There are only a couple of times when a restoration makes sense; if its a rare bike and you bought it right, or if it has sentimental value. Otherwise you are throwing money away. Fortunately this seems to be a case of the latter. Perfectly restored this is a $200-300 bike tops. Not sure what they will have in it but the last one I did like this cost me a shade over $2k for a bike maybe worth $600. The look on her face was priceless though when she got her birthday present! Good luck and keep us posted on progress. V/r Shawn


----------



## bikemonkey (May 25, 2017)

Thanks, I agree completely. The Belknap has a lot of sentimental value, it belonged to the current owner's grandmother with some interesting family history surrounding it. Owner was told he was exceeding the "value" many times over in this restore - he does not care.

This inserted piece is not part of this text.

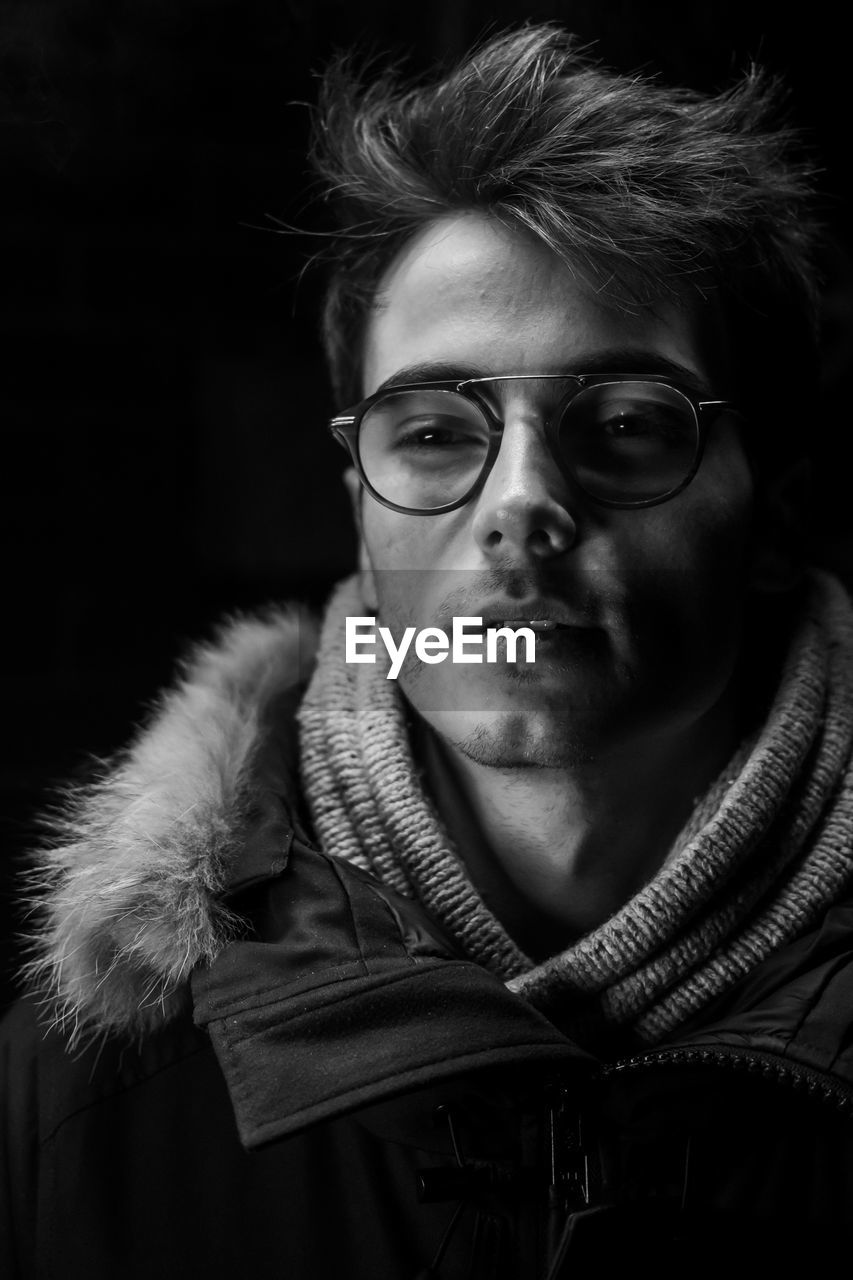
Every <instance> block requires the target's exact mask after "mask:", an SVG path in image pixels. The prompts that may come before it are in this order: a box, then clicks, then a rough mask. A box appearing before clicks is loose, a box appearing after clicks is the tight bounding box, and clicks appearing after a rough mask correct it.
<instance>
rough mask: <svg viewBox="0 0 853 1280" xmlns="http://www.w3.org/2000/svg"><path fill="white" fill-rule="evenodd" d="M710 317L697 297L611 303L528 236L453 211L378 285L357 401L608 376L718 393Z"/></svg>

That is a beautiful bike you posted and a wonderful picture of the owner.


----------



## rustjunkie (May 25, 2017)

Luv this old gal
With less effort and money than a "restoration" this bike will clean up very well.
My opinion:
If it's sandblasted and repainted, it will never look better than a sympathetic cleaning/rehab.
It'll be shiny, but will lose all the originality that makes it what it is; no longer the bike as Grammy experienced it.
 It will not age gracefully and won't achieve the patina and character it already has.


----------



## bikemonkey (May 25, 2017)

rustjunkie said:


> Luv this old gal
> With less effort and money than a "restoration" this bike will clean up very well.
> My opinion:
> If it's sandblasted and repainted, it will never look better than a sympathetic cleaning/rehab.
> ...




I agree. The owner was given four options on the way forward on this bike (with my opinion on what option I wold pursue if it were mine). He made his choice and is paying the bill with no hassles so he gets his choice.

With the exception of a rechromed bar and stem we are not hanging shiny new parts back on it but period used parts with fairly good chrome. We asked the painter to give us an aged/slightly faded look with the paint job so we will see how it turns out.

I respect everyone's opinion on this and have gained significant insights in preserving crust and doing minimal "rustorations" that I have passed on to my last two customers.


----------